The laws that govern vision, by animals, humans and machines, have been researched intensively for ages. Telescopes and lenses have enhanced and broadened our view of the world, and to make them better, to see more and further, scientists needed to have a better understanding of the fundamental laws of optics. Once the camera obscura and, later on, the modern photographic camera were developed and images of our surroundings could be preserved and manipulated, interest widened from optics to the geometry of cameras and pictures. With the emergence of the field of computer vision and the wide scale production of digital images, a framework for stating and solving problems is required.

Two basic questions are at the root of this book: how to make sure that the multitude of images we produce of the same scene are consistent, and how to make sense of a series of images taken by different cameras from different angles are interpreted in the same way. In other words: If you've got three images of the Aya Sofia, how can you be sure it's the same mosque? Or: If you've got a few vague pictures of a boulder on Titan, how big can this object be? And even better: Can we derive a full and veritable 3-D model from the information we have in a few digital 2-D representations, even if we don't know exactly where the cameras were in relation to the object?

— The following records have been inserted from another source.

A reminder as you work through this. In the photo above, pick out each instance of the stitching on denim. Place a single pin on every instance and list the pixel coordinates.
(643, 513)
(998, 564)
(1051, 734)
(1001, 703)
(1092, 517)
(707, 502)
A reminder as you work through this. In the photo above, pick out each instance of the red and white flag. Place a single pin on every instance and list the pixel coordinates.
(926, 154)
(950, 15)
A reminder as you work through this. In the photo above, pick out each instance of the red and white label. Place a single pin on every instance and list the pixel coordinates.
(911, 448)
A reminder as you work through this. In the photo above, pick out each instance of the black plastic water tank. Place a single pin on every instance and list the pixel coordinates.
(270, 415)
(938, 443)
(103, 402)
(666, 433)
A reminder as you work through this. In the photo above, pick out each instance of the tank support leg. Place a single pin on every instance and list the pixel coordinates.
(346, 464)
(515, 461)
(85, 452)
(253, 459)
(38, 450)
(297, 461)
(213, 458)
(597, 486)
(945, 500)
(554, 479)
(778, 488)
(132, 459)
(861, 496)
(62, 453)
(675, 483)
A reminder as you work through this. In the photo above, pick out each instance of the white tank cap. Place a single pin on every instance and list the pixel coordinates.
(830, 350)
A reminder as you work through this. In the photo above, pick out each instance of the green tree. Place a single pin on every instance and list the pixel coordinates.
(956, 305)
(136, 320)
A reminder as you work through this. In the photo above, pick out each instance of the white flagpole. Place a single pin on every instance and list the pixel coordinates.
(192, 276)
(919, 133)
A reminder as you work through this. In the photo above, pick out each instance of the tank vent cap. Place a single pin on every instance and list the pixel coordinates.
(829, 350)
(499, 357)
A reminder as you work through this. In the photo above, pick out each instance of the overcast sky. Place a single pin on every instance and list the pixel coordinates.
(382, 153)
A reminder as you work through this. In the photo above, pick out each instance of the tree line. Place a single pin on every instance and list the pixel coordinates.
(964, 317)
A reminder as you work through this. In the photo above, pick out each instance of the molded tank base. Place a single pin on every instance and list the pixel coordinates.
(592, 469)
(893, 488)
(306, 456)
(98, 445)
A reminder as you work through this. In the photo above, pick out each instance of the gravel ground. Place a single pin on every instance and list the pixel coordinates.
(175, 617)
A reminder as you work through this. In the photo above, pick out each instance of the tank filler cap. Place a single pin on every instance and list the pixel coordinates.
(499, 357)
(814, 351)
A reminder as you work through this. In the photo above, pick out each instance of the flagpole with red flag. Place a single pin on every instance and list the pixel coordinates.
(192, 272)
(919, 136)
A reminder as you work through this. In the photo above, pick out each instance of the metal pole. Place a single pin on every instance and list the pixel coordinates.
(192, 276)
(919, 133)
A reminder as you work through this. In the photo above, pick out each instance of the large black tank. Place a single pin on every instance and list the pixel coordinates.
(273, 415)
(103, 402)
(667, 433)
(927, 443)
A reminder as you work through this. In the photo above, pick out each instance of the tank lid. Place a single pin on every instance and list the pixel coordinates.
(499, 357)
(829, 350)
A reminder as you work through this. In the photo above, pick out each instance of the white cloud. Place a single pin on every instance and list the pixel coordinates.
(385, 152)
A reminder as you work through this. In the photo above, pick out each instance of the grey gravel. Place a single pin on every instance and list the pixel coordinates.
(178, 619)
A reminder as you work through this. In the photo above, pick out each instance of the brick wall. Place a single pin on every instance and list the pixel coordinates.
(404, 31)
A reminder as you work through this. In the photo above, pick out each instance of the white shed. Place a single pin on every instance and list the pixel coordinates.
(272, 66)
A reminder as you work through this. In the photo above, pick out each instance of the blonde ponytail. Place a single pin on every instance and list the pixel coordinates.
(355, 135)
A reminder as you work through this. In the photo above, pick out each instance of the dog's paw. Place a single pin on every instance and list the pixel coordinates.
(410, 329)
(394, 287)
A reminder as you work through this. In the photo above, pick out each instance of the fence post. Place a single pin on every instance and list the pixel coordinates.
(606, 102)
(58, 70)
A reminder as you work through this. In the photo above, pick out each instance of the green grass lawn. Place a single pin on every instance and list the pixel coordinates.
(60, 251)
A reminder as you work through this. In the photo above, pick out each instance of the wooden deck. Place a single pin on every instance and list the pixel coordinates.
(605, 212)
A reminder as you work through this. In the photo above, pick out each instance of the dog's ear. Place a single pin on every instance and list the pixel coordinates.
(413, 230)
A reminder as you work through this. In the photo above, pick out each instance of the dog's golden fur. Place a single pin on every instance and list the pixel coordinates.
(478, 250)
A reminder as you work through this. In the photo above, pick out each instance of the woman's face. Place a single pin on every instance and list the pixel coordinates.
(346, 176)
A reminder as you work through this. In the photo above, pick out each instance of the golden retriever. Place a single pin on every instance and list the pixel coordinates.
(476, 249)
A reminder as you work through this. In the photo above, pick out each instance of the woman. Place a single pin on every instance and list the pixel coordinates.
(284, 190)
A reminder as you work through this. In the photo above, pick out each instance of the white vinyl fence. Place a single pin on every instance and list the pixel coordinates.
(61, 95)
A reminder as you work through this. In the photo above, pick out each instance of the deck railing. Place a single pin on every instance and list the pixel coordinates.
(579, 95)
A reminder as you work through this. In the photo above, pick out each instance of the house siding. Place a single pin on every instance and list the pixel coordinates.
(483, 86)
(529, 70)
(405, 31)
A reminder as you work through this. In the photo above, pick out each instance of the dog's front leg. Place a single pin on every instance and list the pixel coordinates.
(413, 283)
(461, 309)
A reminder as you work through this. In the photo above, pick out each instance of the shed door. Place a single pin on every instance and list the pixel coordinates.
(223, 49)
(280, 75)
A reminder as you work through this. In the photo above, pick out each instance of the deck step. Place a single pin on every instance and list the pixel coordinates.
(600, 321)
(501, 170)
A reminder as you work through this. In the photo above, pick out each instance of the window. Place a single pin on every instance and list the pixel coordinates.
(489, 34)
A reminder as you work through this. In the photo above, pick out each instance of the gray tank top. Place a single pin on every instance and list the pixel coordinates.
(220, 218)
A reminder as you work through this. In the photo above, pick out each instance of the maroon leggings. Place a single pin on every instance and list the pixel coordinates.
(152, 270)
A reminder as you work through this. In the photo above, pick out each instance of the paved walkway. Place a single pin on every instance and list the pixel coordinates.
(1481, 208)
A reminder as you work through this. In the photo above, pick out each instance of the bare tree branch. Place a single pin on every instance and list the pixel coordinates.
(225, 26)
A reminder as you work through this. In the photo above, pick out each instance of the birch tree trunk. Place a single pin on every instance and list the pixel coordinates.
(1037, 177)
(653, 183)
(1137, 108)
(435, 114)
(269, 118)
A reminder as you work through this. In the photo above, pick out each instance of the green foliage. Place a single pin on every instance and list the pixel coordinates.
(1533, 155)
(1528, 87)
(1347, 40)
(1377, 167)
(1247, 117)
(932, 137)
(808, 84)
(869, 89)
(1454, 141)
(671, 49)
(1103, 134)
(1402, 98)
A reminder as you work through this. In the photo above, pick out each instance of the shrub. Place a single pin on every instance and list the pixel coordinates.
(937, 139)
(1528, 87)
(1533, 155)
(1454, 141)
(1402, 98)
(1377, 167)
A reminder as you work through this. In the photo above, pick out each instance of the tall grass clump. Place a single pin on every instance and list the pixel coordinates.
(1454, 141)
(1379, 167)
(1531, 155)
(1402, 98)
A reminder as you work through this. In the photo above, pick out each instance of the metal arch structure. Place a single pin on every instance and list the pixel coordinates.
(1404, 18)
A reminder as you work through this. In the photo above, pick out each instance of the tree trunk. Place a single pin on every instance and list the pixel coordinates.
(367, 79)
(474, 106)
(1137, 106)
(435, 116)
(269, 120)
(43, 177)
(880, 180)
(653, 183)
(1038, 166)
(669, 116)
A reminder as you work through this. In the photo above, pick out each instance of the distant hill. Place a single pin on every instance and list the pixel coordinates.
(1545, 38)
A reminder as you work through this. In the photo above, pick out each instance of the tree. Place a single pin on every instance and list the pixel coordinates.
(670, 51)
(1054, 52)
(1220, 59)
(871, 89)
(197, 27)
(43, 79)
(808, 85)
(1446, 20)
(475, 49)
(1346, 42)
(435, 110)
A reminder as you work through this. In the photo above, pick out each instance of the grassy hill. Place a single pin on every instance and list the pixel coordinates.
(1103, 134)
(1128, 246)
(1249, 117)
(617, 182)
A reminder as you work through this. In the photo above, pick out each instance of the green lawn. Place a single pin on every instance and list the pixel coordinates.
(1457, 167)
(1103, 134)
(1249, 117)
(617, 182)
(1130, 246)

To solve these questions, a solid mathematical foundation is needed and geometry is the obvious branch of math that serves this purpose. Euclidian geometry, however, the variety that most of us have become acquainted with in high school, isn't really up to the task, or at least not in a way that makes algorthymic calculations easy. Instead, projective and affine geometries offer a better framework to solve the complex problems involved in the field. Olivier Fagueras and Quang-Tuan Luong show how the three types of geometry are related and when and where projective geometry and the algebra that goes with it serves best both as a formal way of describing three dimensional objects and their representation and as a toolbox for the professional computer vision expert who wants to develop an application. In an introductory chapter, which is already quite advanced in its formalism, an intuitive approach of the field is outlined. Chapters two and three build the math from the ground up, from basic definitions of projective spaces to Grassmann-Cayley algebras. The book then continues with analyses of the one camera case, the two cameras case, stratification, multiple views, and moving cameras. In each chapter, a number of real world applications is thoroughly and clearly described.

For non-mathematicians and even for those with a solid high school background in math, the book is far too specialised but for the first chapter. The examples and applications are not described in a way that the layman or laywoman can get an intuitive grasp of what happens in the calculations, but it is absolutely an excellent book of reference for the machine vision and computer graphics specialists.